Philippe de Broca was a French film director.
Born Philippe Claude Alex de Broca de Ferrussac in Paris, the son of a photographer of noble origins. de Broca was a cinephile from an early age, and he studied at the l'École technique de photographie et de cinématographie. To carry out his national service, de Broca went to Algeria during the Algerian War where he worked in the French army's film section for three years and saw a side of life which he disliked and wished to view in a different, more eccentric, light. de Broca began his career working as a camera man on several African documentaries, and later as an assistant to some of the most prominent directors of the French nouvelle vague movement in the 50s.

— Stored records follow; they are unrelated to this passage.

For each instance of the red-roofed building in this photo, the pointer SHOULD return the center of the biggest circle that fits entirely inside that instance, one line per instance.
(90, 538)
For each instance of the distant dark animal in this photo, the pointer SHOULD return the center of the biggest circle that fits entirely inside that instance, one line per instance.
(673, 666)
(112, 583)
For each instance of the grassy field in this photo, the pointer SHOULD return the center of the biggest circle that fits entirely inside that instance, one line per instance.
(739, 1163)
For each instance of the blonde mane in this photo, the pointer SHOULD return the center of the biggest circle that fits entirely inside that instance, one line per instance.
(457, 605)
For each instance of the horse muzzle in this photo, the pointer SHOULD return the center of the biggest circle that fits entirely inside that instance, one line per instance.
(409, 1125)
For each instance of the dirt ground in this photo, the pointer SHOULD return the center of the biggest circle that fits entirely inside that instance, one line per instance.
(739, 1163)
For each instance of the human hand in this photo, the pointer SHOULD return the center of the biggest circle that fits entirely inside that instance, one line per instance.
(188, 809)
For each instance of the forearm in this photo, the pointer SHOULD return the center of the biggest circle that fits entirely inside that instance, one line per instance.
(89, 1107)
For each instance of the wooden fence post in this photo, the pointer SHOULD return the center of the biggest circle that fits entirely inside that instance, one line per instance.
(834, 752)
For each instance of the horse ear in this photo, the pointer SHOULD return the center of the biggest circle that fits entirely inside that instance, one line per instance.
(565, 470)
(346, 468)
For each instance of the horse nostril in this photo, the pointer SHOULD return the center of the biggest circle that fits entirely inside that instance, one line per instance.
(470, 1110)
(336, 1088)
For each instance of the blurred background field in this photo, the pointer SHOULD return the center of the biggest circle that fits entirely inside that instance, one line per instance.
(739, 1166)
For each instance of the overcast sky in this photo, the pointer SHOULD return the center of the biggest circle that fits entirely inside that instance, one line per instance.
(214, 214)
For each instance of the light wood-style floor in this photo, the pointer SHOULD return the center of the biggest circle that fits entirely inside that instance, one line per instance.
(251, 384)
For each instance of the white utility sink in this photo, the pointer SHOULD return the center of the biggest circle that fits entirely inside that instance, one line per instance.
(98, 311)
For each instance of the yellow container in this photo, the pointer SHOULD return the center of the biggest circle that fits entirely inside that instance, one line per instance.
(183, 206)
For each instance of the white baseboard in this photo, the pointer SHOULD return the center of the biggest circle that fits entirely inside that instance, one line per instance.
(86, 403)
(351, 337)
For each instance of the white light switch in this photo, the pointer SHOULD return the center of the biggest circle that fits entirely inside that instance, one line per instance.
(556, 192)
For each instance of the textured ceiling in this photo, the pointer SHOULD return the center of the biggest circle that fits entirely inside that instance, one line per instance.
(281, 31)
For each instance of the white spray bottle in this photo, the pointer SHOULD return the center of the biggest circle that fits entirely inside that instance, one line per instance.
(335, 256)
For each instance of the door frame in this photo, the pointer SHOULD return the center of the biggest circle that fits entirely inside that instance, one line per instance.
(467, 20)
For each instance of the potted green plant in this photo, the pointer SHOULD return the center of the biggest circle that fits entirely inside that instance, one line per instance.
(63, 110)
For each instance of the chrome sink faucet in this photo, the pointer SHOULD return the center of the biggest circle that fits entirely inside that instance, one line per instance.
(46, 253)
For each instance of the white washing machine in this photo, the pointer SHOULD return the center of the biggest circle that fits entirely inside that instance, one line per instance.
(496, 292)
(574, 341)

He served an apprenticeship with Henri Decoin, became assistant to Claude Chabrol on Le Beau Serge in 1957, and later assisted François Truffaut with Les quatre-cent coups.
He made his first film in 1959, a low-budget improvisational comedy Les Jeux de l'amour. At the 10th Berlin International Film Festival it won the Silver Bear Extraordinary Jury Prize. de Broca did not have a real success, however, until directing Cartouche. Cartouche was the first of a series of major box office hits by de Broca, including L'Homme de Rio and Les Tribulations d'un chinois en Chine. He often worked in comedy, but not exclusively. He was well known for his combination of madcap farce and adventure, within France and beyond. His anti-war film Le Roi de cœur achieved international popularity, and gained cult status in America. de Broca's most recent hit was Le Bossu.